GDP Falls Steeply By 1.5%
With today’s figures indicating that the Gross Domestic Product fell by 1.5% over the last three months coupled with the previous quarter’s drop of 0.6% meant that the UK is finally officially in recession after two quarters of negative growth.
Here is the breakdown
- Construction output – down by 1.1 per cent
- Total production output – down by 3.9 per cent
- Manufacturing output – down 4.6 per cent compared with a 1.6 per cent decrease in the previous quarter.
- Mining and quarrying – down1.6 per cent
- Electricity, gas and water output – down 0.2 per cent
- Services output – down 1.0 per cent
- Distribution, hotels and restaurants : down 2.4 per cent,
- Transport, storage and communication : down 2.0 per cent
- Business services and finance : down 0.5 per cent
- Government and other services output : down 0.5 per cent,
- Agriculture, forestry and fishing output : up 0.1 per cent
It is difficult to see anything trending back up in the near term except perhaps government output as public spending is increased. Inevitably the private sector is going to suffer most contraction in trying to survive the credit crunch.
Economists do not expect recovery to start until 2010
Most economists expect the recession to last a further year at least, as it will take some time for the government’s measures to take effect.
Graeme Leach, chief economist at the Institute of Directors
We are well into the financial crisis but the economic crisis is only just beginning.
John Cridland, CBI Deputy Director-General
Looking ahead, we hope the impact of interest rate cuts, falling inflation, the fiscal stimulus and the Government’s recent measures to kick-start lending will have a stabilising effect later this year.

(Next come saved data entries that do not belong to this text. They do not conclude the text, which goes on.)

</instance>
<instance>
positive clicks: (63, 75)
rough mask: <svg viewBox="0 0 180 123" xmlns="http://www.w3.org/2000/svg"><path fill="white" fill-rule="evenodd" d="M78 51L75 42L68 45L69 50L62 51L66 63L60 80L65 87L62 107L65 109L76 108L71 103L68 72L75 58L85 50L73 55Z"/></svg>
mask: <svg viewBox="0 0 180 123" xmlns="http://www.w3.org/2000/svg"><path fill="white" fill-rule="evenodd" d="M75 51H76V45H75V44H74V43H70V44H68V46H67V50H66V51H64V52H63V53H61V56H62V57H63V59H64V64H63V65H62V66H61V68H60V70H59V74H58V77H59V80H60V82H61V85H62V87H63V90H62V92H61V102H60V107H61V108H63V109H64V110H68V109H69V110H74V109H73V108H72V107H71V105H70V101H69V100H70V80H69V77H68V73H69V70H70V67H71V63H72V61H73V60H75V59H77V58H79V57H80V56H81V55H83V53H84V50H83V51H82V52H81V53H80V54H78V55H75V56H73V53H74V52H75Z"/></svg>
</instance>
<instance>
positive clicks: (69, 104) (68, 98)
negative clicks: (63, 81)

David Kern, chief economist at the British Chambers of Commerce
While the short-term outlook is dire, it is important not to drift into excessive despondency. The Government and MPC still have important weapons at their disposal, which they will undoubtedly deploy. The huge stimulus package that the new Obama administration plans to introduce could have beneficial global consequences.
So there is a view that the government is doing the right things to mitigate the length and depth of the recession.
Gordon Brown Needs To Apologise
The best that Gordon Brown can hope for, is to persuade us in 2010, that his good financial management meant we only had a recession whereas under a Conservative Government it would have been a depression. It is a hard sell and unlikely to work. Unless of course, he fesses up to having made some mistakes with public spending and apologises for that ridiculous ‘We will not return to the old boom and bust’ statement on 21st March 2007.
The other thing he could do is reach out to the Conservatives (Cameron and Clarke) and the Liberal Democrats (Clegg and Cable) to get cross party support for decisions that will impact the country for next three or four parliaments. Obama is doing likewise with the Republicans in the USA. Brown should follow his lead.